Most years, vandals get to the Gävle goat and burn it down. Although illegal is has become a Christmas tradition and a mark of pride if the goat is able to be destroyed.
Fortunately, the local fire station is just around the corner and the blaze can usually be put out before the goat’s skeleton is damaged, and the city rebuilds the goat in time for Christmas.
The Gävle goat has now been damaged or destroyed an astonishing 37 times. Despite this, it is able keep up a Twitter feed. There is even a live feed this year for those avid arsonists from around the world.
In order to prevent arson and the Goat being destroyed, more and more elaborate security measures have been enacted. In 2019, this now includes:
In Ukraine, a legend tells of a poor widow and her children who cared for a tree that grew through the floor of their hut, eager to have a Christmas tree to decorate for the first time. When Christmas came around, the children went to bed desolate because they couldn’t afford any decorations.
Overnight, a spider covered the tree in cobwebs, and when the rising Christmas morning sun struck the webs they turned to silver and gold. The widow and her children never lived in poverty again.
To honour this tradition, many Ukrainians decorate their trees with false cobwebs and spiders.
Interestingly, the spider legend is also one explanation for a tradition more familiar to us: hanging tinsel on our Christmas trees.
Although it doesn’t sound very appetising to us, in Greenland mattak and kiviak are considered a great delicacy reserved for Christmas.
Mattak is whale skin with some blubber attached that is supposed to be chewed, but is often just swallowed as it can be a little tough. Apparently it tastes like coconuts. If you’ve tried it, get in touch and let us know if this is true!

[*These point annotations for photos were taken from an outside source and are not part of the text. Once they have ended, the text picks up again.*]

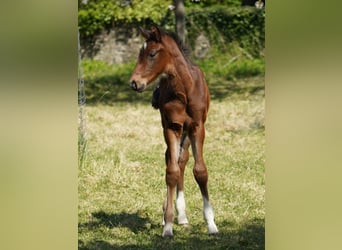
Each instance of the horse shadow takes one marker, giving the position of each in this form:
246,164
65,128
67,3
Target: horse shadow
249,235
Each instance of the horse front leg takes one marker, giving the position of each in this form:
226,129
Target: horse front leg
180,200
201,175
172,138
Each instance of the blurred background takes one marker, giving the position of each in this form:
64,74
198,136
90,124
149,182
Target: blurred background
226,38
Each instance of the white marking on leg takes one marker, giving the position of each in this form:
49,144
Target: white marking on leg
180,206
209,217
167,230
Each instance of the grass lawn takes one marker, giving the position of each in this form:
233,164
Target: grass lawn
122,174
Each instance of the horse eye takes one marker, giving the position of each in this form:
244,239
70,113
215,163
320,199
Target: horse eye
152,53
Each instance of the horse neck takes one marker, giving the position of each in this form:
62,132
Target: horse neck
179,70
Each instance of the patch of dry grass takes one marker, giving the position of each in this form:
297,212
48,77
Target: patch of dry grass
122,185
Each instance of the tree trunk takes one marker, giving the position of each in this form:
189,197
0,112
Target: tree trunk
180,19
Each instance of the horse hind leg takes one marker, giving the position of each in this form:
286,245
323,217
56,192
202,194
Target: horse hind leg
182,161
201,175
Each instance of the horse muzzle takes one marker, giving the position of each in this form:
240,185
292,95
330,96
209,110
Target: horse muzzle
137,87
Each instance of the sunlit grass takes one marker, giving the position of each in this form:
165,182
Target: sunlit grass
122,183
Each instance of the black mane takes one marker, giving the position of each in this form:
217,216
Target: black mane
182,47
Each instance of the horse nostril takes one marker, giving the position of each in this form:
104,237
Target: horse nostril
134,85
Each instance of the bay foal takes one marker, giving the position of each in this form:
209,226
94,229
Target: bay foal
183,101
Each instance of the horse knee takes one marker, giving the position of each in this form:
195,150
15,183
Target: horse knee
172,175
201,174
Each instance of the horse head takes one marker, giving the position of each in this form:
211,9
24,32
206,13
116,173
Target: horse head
152,59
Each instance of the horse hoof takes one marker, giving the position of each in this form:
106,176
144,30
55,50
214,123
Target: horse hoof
167,231
212,229
182,220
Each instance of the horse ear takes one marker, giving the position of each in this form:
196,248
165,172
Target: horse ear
156,32
145,33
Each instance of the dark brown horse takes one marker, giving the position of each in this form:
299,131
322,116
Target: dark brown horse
183,100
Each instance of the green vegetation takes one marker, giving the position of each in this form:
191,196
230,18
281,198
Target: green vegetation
121,160
121,178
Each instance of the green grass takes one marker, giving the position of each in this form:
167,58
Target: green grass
121,178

Kiviak is made from the raw flesh of auks, a small Arctic bird. The auks are buried in sealskin a long time before Christmas and then dug up to eat when they have reached an advanced stage of decomposition.
While we’re inclined to stick with our mince pies and chocolate Yule log, we have to admit our interest is piqued by these two dishes.
In Latvia, mummers roam the streets during Christmastime.
Dressed in masks depicting animals, or more macabre figures like Death and living corpses, mummers knock on doors and are greeted with treats and often an invitation inside to dance and celebrate with the household. If, however, the individual is recognised underneath the costume, then they will have to remove the outfit.
The tradition says that when you treat the mummers well, they bring blessings to the house and encourage fertility whilst scaring bad spirits away.
Another Christmas-related fact you may not know is that Latvia is thought to be the home of the very first Christmas tree.
This one might be thought of as a little morbid, but in fact it is surprisingly uplifting—and beautiful too. On Christmas Eve, families in Finland visit the resting places of their lost loved ones and light a candle to place on the grave.
Not only does this tradition help people to remember those they have lost, it turns cemeteries into tranquil, glittering havens of light that some choose to walk in just to appreciate their beauty.
The Finnish take this tradition seriously - as many as 75% of Finnish families take part.